Made sure that it accepts 0 by changing the check here: https://github.com/apache/pulsar-client-go/blob/master/pulsar/consumer_impl.go#L94-L96, and made sure that the initialPermits was at least 1. This didn't yield the expected result.
Code:
Consumer:
package main
import (
"context"
"flag"
"fmt"
"log"
"time"
"github.com/apache/pulsar-client-go/pulsar"
)
func main() {
var sleeptime int
flag.IntVar(&sleeptime, "sleeptime", 1, "sleeptime")
flag.Parse()
client, err := pulsar.NewClient(pulsar.ClientOptions{URL: "pulsar://localhost:6650"})
if err != nil {
log.Fatal(err)
}
defer client.Close()
consumer, err := client.Subscribe(pulsar.ConsumerOptions{
Topic: "testtopic",
SubscriptionName: "sharedtest",
Type: pulsar.Shared,
ReceiverQueueSize: 0,
})
if err != nil {
log.Fatal(err)
}
defer consumer.Close()
for {
msg, err := consumer.Receive(context.Background())
if err != nil {
log.Fatal(err)
}
fmt.Printf("Received message msgId: %s -- content: '%s' - will now sleep for %d seconds\n", msg.ID(), string(msg.Payload()), sleeptime)
time.Sleep(time.Duration(sleeptime) * time.Second)
consumer.Ack(msg)
}
}
Producer:
package main
import (
"context"
"fmt"
log "github.com/apache/pulsar/pulsar-client-go/logutil"
"github.com/apache/pulsar/pulsar-client-go/pulsar"
)
func main() {
fmt.Printf("Started...")
client, err := pulsar.NewClient(pulsar.ClientOptions{
URL: "pulsar://localhost:6650",
})
if err != nil {
log.Fatal(err)
}
fmt.Printf("got Client")
defer client.Close()
producer, err := client.CreateProducer(pulsar.ProducerOptions{
Topic: "testtopic",
})
if err != nil {
log.Fatal(err)
}
defer producer.Close()
ctx := context.Background()
fmt.Printf("Ready for sending")
for i := 0; i < 10; i++ {
msgID, err := producer.SendAndGetMsgID(ctx, pulsar.ProducerMessage{
Payload: []byte(fmt.Sprintf("hello-%d", i)),
})
if err != nil {
log.Fatal(err)
}
fmt.Printf("The message Id value is: [%v] \n", msgID)
}
}
For reference: the python code that works:
import pulsar
import time
client = pulsar.Client('pulsar://localhost:6650')
consumer = client.subscribe('persistent://public/default/testtopic', 'sharedtest', consumer_type=pulsar.ConsumerType.Shared, receiver_queue_size=0)
while True:
msg = consumer.receive()
print(msg.data())
time.sleep(1)
consumer.acknowledge(msg)
client.close()
(change the sleeptime in one run to 10)
I managed to get it to work in my case, but I don't think my PR is complete ... anyhow, submitting as reference.
Hi, any update or timeline on this?
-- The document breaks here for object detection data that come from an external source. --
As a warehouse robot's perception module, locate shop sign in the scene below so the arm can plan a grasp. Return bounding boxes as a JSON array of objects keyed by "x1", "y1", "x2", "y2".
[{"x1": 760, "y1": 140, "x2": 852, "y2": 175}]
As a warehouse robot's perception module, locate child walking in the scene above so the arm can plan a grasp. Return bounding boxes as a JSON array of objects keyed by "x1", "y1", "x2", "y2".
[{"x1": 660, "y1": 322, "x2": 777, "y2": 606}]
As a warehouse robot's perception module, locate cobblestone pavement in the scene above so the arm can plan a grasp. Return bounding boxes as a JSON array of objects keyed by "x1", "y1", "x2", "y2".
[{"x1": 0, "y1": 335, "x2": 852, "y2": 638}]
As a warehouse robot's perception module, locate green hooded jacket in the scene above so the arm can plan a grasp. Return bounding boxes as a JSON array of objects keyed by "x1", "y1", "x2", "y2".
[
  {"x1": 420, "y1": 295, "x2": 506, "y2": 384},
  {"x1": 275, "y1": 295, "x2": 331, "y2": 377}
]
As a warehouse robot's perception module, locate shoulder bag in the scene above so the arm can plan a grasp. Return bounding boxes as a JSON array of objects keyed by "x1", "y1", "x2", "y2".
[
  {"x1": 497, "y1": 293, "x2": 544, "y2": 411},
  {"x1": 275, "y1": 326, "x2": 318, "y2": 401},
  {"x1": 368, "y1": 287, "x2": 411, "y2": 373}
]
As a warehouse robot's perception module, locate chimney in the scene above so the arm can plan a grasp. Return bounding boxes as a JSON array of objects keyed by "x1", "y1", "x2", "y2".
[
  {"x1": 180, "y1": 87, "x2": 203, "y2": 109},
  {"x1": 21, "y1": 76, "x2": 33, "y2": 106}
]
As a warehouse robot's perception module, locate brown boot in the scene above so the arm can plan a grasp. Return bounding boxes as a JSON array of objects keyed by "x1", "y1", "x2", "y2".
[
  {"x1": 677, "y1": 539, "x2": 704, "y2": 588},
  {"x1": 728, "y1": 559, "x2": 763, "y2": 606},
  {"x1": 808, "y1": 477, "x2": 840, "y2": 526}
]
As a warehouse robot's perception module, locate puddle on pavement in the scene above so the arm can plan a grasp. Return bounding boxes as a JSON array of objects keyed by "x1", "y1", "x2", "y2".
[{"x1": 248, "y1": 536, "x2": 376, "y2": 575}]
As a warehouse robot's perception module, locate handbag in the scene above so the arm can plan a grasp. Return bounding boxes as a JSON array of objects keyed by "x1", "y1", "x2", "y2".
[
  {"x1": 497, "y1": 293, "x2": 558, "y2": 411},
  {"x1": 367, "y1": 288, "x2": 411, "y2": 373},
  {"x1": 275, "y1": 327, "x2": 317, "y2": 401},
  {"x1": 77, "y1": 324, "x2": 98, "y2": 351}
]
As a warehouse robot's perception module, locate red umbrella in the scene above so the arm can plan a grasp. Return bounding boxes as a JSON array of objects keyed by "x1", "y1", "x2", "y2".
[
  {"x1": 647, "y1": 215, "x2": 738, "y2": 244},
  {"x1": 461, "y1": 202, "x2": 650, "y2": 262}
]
We have to work with our own patched version of the driver for now, which is far from ideal ... This still seems like a basic functionality which isn't working as it should.
I think i will try to work for it when i have time,receive any talk about it.
Hi, I'd like to bring this ticket back to the attention. This keeps hurting simple queue-based processing of messages when there is a longer processing time per message combined with high parallelism. It's also a different behaviour compared to the Java and C-based drivers.